Se l’esperienza avuta da Susanne con il professionista dell’allenamento mentale le ha lasciato la sensazione di avere affianco qualcuno che decide per lei qual è il modo migliore per affrontare una delle cose che le viene meglio nella vita, è probabilmente condivisibile la sua poca fiducia in ciò che è la preparazione anche mentale alla prestazione d’eccellenza.
Avendo vissuto una vita da atleta professionista ed essendo ora da coach, mi preme perciò precisare meglio alcuni aspetti relativi al ruolo dello sport coach nell’affiancare gli sportivi nel raggiungimento dei loro obiettivi e nell’aiutarli ad esprimersi al massimo delle loro potenzialità.
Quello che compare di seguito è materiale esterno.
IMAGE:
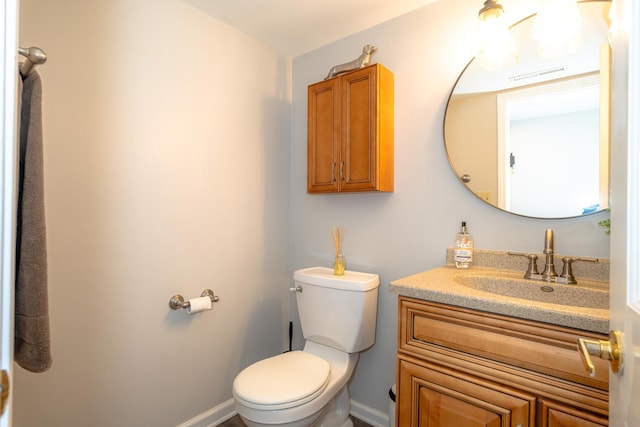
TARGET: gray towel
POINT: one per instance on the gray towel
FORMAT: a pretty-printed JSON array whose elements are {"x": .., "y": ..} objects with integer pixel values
[{"x": 32, "y": 346}]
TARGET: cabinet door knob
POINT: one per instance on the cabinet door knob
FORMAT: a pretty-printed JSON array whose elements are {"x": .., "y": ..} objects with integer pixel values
[{"x": 610, "y": 350}]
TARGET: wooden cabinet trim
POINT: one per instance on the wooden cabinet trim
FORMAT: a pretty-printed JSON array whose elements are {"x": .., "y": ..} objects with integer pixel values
[
  {"x": 362, "y": 137},
  {"x": 465, "y": 344},
  {"x": 518, "y": 342}
]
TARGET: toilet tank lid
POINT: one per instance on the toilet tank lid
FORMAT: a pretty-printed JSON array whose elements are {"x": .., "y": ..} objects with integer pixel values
[{"x": 350, "y": 281}]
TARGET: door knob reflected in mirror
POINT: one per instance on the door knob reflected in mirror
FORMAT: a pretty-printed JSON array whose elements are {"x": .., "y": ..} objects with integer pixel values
[{"x": 609, "y": 350}]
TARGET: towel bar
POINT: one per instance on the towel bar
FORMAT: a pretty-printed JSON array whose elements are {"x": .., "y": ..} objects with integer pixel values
[{"x": 177, "y": 301}]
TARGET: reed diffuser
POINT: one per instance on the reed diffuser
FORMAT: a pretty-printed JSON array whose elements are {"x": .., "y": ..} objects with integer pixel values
[{"x": 339, "y": 264}]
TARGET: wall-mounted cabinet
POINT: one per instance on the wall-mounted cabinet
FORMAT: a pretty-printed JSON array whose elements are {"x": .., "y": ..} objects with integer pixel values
[
  {"x": 461, "y": 367},
  {"x": 350, "y": 132}
]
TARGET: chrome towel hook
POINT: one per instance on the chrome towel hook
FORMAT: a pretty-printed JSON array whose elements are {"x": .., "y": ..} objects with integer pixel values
[{"x": 177, "y": 301}]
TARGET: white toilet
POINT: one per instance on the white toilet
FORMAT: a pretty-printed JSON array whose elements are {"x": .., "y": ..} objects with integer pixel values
[{"x": 309, "y": 387}]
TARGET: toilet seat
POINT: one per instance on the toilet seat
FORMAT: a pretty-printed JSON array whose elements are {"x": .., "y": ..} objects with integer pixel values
[{"x": 282, "y": 381}]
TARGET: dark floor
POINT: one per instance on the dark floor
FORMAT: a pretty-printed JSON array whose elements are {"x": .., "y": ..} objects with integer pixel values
[{"x": 237, "y": 422}]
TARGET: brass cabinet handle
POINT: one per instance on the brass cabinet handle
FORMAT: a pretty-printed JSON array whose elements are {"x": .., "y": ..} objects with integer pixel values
[
  {"x": 610, "y": 350},
  {"x": 4, "y": 391}
]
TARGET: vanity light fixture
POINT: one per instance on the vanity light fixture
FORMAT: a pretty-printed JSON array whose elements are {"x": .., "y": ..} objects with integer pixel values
[
  {"x": 557, "y": 28},
  {"x": 494, "y": 47}
]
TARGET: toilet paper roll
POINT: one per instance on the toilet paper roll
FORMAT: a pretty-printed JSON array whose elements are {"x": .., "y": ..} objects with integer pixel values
[{"x": 196, "y": 305}]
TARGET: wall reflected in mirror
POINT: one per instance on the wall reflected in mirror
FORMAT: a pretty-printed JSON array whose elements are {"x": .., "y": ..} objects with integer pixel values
[{"x": 533, "y": 139}]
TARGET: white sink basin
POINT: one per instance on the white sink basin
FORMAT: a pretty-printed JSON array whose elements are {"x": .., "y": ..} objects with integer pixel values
[{"x": 579, "y": 295}]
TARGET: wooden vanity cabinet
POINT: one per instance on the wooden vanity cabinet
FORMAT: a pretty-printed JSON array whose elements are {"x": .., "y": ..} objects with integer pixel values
[
  {"x": 458, "y": 367},
  {"x": 350, "y": 132}
]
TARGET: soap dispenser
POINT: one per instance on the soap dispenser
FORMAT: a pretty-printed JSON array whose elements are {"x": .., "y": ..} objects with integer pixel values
[{"x": 463, "y": 252}]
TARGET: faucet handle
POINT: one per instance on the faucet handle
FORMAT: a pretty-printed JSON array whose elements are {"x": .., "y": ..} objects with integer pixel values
[
  {"x": 566, "y": 277},
  {"x": 532, "y": 269}
]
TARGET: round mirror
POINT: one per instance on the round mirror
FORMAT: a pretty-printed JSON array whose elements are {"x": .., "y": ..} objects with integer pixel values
[{"x": 533, "y": 139}]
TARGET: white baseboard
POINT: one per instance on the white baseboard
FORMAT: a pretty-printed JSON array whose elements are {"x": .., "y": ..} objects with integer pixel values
[
  {"x": 221, "y": 413},
  {"x": 213, "y": 417},
  {"x": 369, "y": 415}
]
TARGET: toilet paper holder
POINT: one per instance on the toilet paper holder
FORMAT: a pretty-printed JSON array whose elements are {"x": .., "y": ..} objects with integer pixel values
[{"x": 177, "y": 301}]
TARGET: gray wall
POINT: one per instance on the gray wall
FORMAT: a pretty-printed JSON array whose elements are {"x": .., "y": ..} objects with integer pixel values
[
  {"x": 174, "y": 162},
  {"x": 408, "y": 231},
  {"x": 166, "y": 161}
]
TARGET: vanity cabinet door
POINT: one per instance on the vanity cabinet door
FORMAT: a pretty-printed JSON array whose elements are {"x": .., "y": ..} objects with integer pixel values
[
  {"x": 436, "y": 396},
  {"x": 350, "y": 132},
  {"x": 555, "y": 414}
]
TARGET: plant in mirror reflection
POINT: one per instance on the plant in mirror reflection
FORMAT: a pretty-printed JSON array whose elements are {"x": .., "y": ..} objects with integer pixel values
[{"x": 606, "y": 224}]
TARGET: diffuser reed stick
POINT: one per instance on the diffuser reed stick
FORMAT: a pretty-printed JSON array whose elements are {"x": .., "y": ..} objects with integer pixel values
[{"x": 339, "y": 263}]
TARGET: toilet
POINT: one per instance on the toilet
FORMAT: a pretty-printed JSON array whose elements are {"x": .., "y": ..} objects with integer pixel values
[{"x": 309, "y": 387}]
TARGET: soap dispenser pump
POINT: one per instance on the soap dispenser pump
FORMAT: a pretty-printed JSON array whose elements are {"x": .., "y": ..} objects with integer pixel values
[{"x": 463, "y": 252}]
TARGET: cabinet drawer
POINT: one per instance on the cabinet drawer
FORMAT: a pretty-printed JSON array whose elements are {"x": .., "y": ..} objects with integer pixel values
[{"x": 425, "y": 327}]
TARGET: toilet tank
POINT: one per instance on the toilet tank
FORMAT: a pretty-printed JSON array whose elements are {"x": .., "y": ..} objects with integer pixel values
[{"x": 338, "y": 311}]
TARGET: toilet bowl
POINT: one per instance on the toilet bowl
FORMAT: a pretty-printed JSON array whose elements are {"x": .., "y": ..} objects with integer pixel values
[
  {"x": 294, "y": 388},
  {"x": 309, "y": 387}
]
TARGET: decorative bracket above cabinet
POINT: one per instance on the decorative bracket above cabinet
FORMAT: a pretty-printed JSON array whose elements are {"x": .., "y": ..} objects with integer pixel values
[{"x": 350, "y": 132}]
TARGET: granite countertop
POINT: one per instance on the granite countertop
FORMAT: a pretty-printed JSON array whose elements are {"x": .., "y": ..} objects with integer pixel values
[{"x": 445, "y": 285}]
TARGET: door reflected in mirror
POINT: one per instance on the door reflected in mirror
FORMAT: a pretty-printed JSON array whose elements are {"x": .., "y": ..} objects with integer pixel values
[{"x": 533, "y": 140}]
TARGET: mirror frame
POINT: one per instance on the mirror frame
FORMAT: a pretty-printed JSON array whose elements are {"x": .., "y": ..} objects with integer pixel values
[{"x": 461, "y": 178}]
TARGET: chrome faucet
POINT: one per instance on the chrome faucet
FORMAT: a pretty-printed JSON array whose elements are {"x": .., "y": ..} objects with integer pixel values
[{"x": 549, "y": 273}]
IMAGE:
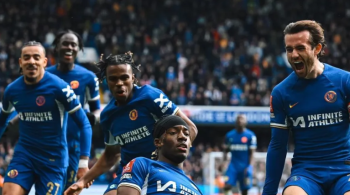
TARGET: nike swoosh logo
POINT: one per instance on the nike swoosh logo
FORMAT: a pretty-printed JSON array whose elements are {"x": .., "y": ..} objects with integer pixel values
[{"x": 291, "y": 106}]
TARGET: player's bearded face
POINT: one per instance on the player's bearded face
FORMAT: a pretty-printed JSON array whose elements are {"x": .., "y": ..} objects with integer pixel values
[
  {"x": 176, "y": 144},
  {"x": 68, "y": 48},
  {"x": 301, "y": 55},
  {"x": 33, "y": 62},
  {"x": 120, "y": 79}
]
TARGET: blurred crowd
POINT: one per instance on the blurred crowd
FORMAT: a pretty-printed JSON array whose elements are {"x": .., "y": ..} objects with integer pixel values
[{"x": 227, "y": 52}]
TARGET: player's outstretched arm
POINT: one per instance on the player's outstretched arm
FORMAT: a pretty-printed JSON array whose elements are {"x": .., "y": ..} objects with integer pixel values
[
  {"x": 125, "y": 190},
  {"x": 275, "y": 159},
  {"x": 80, "y": 118},
  {"x": 3, "y": 121},
  {"x": 193, "y": 128},
  {"x": 108, "y": 158}
]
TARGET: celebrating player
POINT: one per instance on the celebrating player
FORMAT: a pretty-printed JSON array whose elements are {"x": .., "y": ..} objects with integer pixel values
[
  {"x": 313, "y": 103},
  {"x": 42, "y": 101},
  {"x": 86, "y": 86},
  {"x": 128, "y": 119},
  {"x": 241, "y": 142},
  {"x": 145, "y": 176}
]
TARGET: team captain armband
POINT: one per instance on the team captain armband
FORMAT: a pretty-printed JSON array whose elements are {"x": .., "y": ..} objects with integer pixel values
[
  {"x": 128, "y": 168},
  {"x": 83, "y": 163}
]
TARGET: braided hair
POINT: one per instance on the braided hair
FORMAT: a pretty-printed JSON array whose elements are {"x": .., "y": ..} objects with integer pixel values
[{"x": 115, "y": 60}]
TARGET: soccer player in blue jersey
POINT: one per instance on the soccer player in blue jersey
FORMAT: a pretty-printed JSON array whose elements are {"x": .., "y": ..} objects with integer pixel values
[
  {"x": 165, "y": 176},
  {"x": 86, "y": 86},
  {"x": 127, "y": 121},
  {"x": 42, "y": 101},
  {"x": 314, "y": 103},
  {"x": 241, "y": 143}
]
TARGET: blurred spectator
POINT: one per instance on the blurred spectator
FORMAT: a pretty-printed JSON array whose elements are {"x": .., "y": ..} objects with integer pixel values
[{"x": 238, "y": 42}]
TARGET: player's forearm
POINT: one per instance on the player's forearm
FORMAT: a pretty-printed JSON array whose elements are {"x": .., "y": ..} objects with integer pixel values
[
  {"x": 193, "y": 128},
  {"x": 225, "y": 154},
  {"x": 275, "y": 159},
  {"x": 103, "y": 165},
  {"x": 3, "y": 121},
  {"x": 251, "y": 157},
  {"x": 86, "y": 131}
]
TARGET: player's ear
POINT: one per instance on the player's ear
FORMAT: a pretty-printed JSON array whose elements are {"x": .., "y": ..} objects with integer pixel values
[
  {"x": 45, "y": 62},
  {"x": 158, "y": 142},
  {"x": 318, "y": 49},
  {"x": 20, "y": 62}
]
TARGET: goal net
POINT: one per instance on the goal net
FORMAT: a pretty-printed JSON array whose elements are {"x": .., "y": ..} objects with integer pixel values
[{"x": 214, "y": 169}]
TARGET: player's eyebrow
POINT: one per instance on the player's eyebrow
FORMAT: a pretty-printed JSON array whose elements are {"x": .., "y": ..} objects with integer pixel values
[{"x": 34, "y": 55}]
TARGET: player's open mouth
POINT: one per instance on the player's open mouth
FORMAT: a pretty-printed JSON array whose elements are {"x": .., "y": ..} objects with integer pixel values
[
  {"x": 120, "y": 92},
  {"x": 68, "y": 55},
  {"x": 299, "y": 65},
  {"x": 182, "y": 147}
]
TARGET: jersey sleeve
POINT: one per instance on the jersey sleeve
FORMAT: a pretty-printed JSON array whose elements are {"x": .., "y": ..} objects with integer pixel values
[
  {"x": 92, "y": 89},
  {"x": 92, "y": 93},
  {"x": 6, "y": 109},
  {"x": 7, "y": 105},
  {"x": 252, "y": 142},
  {"x": 347, "y": 91},
  {"x": 134, "y": 174},
  {"x": 67, "y": 97},
  {"x": 161, "y": 104},
  {"x": 277, "y": 111},
  {"x": 105, "y": 127}
]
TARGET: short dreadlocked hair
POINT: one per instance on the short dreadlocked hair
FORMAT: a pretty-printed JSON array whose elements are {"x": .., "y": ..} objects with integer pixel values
[
  {"x": 60, "y": 35},
  {"x": 115, "y": 60},
  {"x": 32, "y": 43}
]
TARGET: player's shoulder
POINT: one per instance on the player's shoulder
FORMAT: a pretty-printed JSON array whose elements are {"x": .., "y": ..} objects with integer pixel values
[
  {"x": 82, "y": 69},
  {"x": 286, "y": 84},
  {"x": 16, "y": 85},
  {"x": 231, "y": 133},
  {"x": 140, "y": 161},
  {"x": 250, "y": 132},
  {"x": 151, "y": 91},
  {"x": 109, "y": 106},
  {"x": 54, "y": 80},
  {"x": 334, "y": 73},
  {"x": 147, "y": 92}
]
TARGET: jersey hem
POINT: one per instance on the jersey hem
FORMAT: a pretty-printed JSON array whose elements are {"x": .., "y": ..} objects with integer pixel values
[
  {"x": 130, "y": 185},
  {"x": 75, "y": 109}
]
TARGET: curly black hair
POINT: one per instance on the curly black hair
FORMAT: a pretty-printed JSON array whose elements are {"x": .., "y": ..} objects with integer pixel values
[
  {"x": 115, "y": 60},
  {"x": 60, "y": 35}
]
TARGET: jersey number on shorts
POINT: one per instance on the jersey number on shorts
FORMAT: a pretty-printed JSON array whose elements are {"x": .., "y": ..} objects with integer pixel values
[{"x": 51, "y": 185}]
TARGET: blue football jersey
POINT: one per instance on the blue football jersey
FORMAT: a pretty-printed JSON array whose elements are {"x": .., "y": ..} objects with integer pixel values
[
  {"x": 317, "y": 112},
  {"x": 131, "y": 125},
  {"x": 42, "y": 109},
  {"x": 86, "y": 87},
  {"x": 155, "y": 177},
  {"x": 239, "y": 145}
]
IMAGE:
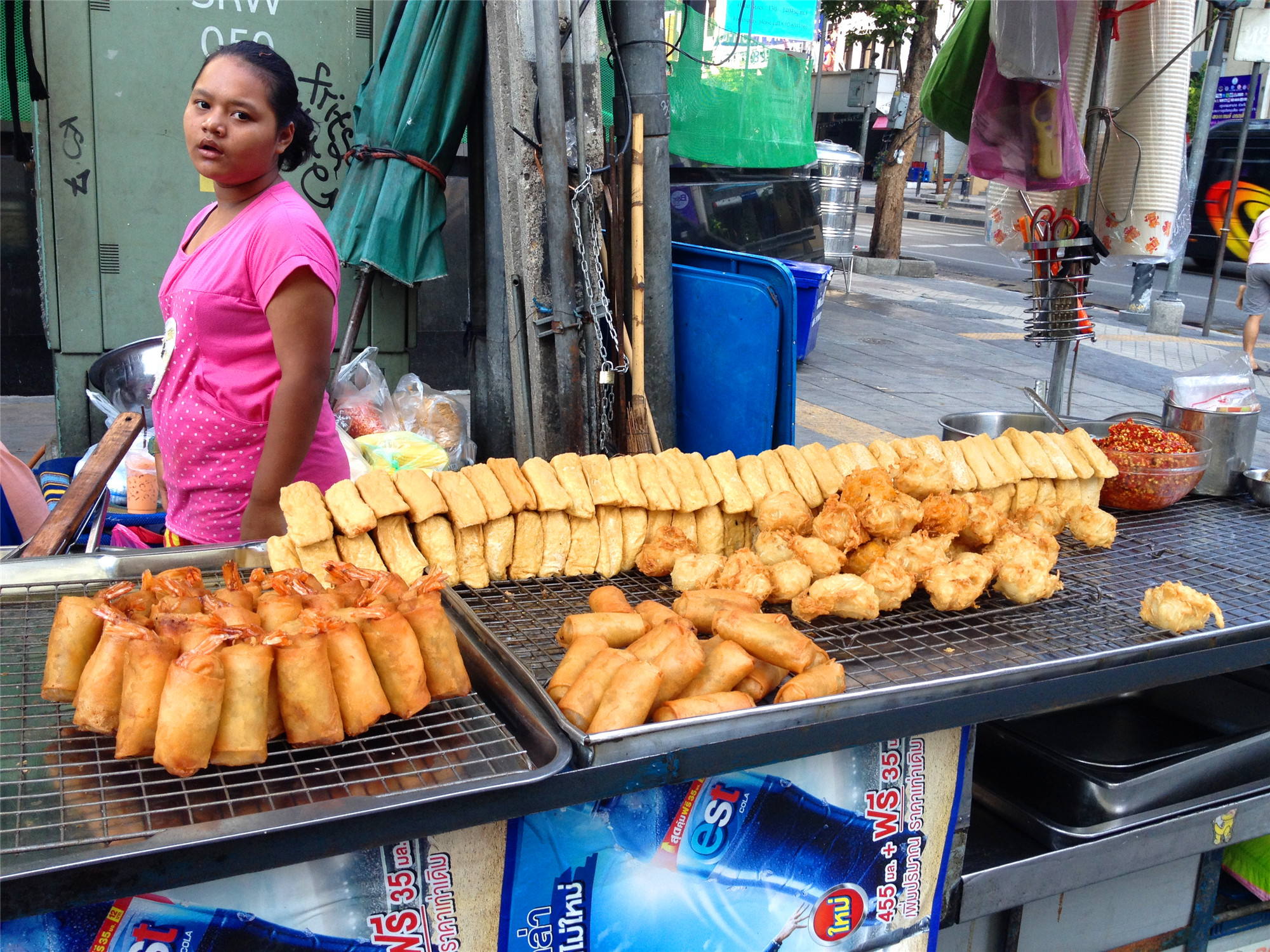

Il ruolo dello sport coach è assolutamente proiettato a guidare l’atleta in un percorso di conoscenza profonda delle proprie risorse, anche mentali, per poterle così sfruttare al meglio, ampliarle, arricchirle e per poter di pari passo restringere i confini di quelli che possono essere attuali limiti o aspetti depotenzianti.
Priorità assoluta è fornire all’atleta strumenti utili per ampliare le frecce al proprio arco lasciandogli assoluta libertà di utilizzo degli stessi; è solo quando il guerriero sa come usare i suoi dardi ed ha arricchito al meglio la sua faretra che può dare il meglio di sé.
Altro aspetto fondamentale è che il rapporto di collaborazione che si viene ad instaurare tra atleta e sport coach mira a facilitare il raggiungimento dell’eccellenza sulla base di una necessaria autonomia sconfiggendo fin da subito il rischio di una dipendenza dell’atleta dal proprio coach.
Da ex atleta, che durante la sua carriera ha sentito profondamente la mancanza di un professionista del mental training che la aiutasse nel modo giusto ad allenare anche la mente, sento di poter affermare con forza che un vero sport coach è fondamentale per essere ancora più efficaci coach di sé stessi.